I’m struggling with my sense of myself. I’m struggling with my sense of Joseph. Who am I, now that I’m a mother, when I was a mother before but this is so clearly a different animal altogether? Who is Joseph in my life now, now that I watch his sister grow and every day become more and more a part of our lives while Joseph stays still, always no days old, in the past?
This is what I always wanted. This motherhood.
I’m having trouble squaring that with the fact that Joseph was what I always wanted. My firstborn. My first baby.
His death has changed who I thought I’d be as a mother. Small ways I am uncovering little by little. Once, twice, three times a day I look at Margot and go cold with fear, sure she isn’t breathing, certain she has died.
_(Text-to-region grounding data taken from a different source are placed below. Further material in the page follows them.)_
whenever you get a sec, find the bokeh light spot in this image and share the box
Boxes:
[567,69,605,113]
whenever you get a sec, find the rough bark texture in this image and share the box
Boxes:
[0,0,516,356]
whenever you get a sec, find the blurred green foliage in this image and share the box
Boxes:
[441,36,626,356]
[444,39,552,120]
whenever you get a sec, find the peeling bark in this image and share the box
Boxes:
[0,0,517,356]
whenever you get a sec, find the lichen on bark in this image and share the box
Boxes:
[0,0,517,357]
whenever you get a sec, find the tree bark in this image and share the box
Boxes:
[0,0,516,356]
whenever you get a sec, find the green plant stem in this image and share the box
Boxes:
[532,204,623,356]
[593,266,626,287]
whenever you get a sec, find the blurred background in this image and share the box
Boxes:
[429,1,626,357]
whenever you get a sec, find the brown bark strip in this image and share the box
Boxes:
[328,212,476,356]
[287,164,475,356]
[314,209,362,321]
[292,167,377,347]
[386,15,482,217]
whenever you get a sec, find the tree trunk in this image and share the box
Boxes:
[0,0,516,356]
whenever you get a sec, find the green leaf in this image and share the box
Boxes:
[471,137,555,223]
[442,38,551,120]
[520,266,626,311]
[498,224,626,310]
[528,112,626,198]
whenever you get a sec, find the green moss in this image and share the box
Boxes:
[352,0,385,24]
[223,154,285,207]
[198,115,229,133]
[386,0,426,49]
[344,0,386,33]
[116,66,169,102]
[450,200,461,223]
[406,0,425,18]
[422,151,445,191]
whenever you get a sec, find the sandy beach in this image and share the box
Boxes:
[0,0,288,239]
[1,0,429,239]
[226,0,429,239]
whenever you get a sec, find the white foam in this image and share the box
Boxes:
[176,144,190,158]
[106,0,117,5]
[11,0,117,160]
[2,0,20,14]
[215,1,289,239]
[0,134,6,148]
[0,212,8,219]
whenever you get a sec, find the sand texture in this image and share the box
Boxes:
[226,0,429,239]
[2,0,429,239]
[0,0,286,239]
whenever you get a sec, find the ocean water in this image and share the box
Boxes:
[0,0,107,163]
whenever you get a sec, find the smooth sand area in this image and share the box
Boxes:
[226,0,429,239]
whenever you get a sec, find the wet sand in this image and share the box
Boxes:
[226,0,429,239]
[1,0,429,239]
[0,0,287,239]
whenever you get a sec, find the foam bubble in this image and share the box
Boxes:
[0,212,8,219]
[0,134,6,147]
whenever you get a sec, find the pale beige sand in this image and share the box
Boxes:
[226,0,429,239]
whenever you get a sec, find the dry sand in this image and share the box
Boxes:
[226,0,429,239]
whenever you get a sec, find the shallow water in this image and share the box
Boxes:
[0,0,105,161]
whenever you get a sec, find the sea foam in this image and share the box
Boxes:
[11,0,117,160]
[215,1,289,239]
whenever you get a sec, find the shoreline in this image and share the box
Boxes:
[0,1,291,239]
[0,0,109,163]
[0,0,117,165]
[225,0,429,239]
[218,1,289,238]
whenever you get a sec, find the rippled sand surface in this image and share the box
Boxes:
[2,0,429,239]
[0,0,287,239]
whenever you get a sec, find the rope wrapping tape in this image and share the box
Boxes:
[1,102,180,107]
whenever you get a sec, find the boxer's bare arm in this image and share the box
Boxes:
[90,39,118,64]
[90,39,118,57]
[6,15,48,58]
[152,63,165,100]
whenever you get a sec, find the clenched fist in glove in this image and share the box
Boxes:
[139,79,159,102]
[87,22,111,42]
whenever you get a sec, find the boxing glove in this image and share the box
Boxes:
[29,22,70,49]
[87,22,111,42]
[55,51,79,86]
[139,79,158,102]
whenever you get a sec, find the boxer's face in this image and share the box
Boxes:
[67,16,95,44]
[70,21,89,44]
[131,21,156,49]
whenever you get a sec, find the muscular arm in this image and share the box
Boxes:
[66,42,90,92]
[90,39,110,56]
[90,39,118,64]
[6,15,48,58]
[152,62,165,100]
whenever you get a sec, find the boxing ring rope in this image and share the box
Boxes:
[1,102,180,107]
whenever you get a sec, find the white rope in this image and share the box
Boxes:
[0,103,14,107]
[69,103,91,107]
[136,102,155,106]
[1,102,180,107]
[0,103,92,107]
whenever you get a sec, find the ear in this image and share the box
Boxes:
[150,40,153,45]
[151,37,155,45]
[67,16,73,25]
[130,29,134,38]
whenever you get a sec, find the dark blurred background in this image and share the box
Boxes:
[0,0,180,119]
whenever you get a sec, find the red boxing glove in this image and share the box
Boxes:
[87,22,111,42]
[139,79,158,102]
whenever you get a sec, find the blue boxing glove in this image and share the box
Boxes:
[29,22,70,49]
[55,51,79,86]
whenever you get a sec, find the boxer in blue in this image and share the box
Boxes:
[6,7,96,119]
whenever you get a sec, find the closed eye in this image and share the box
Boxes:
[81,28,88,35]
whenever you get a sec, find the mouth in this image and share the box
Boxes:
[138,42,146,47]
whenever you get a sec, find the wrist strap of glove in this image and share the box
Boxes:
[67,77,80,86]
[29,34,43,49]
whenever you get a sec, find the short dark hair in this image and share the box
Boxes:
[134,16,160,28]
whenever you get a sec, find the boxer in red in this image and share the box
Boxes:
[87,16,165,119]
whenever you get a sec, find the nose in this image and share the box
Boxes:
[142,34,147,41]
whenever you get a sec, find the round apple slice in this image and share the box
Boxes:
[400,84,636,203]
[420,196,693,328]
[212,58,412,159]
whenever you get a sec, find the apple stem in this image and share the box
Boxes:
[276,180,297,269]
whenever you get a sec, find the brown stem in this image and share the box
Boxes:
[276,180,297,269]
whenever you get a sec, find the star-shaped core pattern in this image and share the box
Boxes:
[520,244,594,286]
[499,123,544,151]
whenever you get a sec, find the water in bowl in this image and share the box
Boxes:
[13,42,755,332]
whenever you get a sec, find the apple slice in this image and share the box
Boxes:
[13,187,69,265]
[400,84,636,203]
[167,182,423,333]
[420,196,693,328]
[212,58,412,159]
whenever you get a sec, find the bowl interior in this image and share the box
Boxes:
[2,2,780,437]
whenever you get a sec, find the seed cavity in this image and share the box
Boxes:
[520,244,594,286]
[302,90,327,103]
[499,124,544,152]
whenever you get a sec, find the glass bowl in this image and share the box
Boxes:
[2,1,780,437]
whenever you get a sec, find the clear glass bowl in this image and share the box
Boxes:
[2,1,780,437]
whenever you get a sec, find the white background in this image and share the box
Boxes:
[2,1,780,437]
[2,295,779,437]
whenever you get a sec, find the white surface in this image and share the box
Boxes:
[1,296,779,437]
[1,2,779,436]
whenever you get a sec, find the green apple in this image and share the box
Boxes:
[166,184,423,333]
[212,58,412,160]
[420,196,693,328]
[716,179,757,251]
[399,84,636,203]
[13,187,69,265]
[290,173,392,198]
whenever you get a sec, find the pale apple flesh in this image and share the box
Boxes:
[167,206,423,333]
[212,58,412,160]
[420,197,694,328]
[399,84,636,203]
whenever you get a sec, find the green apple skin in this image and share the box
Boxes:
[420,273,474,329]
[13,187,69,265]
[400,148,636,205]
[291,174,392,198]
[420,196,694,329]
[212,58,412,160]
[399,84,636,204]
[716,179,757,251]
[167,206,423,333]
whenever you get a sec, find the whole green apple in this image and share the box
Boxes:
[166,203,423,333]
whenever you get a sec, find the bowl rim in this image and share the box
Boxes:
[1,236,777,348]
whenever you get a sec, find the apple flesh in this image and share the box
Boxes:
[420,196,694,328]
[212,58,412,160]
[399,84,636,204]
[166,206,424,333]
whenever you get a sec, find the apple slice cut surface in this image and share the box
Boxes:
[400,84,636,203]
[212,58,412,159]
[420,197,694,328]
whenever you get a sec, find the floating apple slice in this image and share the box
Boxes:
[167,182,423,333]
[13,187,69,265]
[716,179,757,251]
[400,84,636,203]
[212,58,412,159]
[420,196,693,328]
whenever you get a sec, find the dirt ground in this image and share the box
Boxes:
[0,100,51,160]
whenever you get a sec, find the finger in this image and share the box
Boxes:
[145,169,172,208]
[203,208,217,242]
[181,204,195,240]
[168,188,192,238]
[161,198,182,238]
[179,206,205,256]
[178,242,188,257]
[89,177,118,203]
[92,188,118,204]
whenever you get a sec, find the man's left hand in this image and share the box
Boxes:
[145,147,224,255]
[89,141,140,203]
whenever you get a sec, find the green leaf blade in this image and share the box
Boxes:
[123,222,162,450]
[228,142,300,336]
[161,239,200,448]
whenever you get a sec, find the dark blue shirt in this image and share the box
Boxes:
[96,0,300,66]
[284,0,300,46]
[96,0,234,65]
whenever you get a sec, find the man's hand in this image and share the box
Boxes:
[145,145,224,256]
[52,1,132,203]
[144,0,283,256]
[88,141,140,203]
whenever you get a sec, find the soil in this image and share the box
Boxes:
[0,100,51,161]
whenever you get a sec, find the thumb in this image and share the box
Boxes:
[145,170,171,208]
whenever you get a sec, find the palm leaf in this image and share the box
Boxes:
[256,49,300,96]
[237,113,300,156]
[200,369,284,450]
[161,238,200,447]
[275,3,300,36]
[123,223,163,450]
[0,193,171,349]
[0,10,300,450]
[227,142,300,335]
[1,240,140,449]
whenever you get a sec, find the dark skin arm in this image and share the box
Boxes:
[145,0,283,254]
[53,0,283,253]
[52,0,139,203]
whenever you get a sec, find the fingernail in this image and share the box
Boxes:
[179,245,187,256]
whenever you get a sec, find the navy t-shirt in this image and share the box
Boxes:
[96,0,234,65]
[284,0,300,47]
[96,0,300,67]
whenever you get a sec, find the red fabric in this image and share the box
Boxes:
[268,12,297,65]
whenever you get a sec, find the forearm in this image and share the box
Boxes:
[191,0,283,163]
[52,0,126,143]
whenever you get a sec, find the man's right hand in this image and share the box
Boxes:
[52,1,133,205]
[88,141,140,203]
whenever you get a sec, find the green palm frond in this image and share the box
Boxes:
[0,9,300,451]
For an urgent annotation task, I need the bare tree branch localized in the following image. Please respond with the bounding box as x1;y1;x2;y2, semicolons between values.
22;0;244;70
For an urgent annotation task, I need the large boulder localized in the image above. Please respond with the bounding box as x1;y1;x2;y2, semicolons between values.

Another loss–who I thought I would become.
One, two, three days go by when I don’t think of Joseph. Not that I forget him, but that he is not in my present. I don’t sit in the glider and look at his urn or his butterfly or the photo of me eight months pregnant, a few days before he died–we moved his ashes. I don’t clasp his name around my neck every morning–Margot is grabbing; she rubs her face against the chain, too, pushing it hard into my skin. I don’t go out the back door much anymore–I park in the front–so I don’t see his bench and his camellia and the arbor every day.
Who are you, Joseph? Who are you to me, now?
A says when she reads about new losses on the Glow forums, when she hears the shock and confusion and despair of those early days, she wants to say, “Trust the process.” Grief comes and lives differently in each of us. You’ll find your way. Things will become clear, in their own time.
So that’s what we are doing. Trying to trust that Joseph’s place, his new shape, will become clear in our lives now that Margot is here.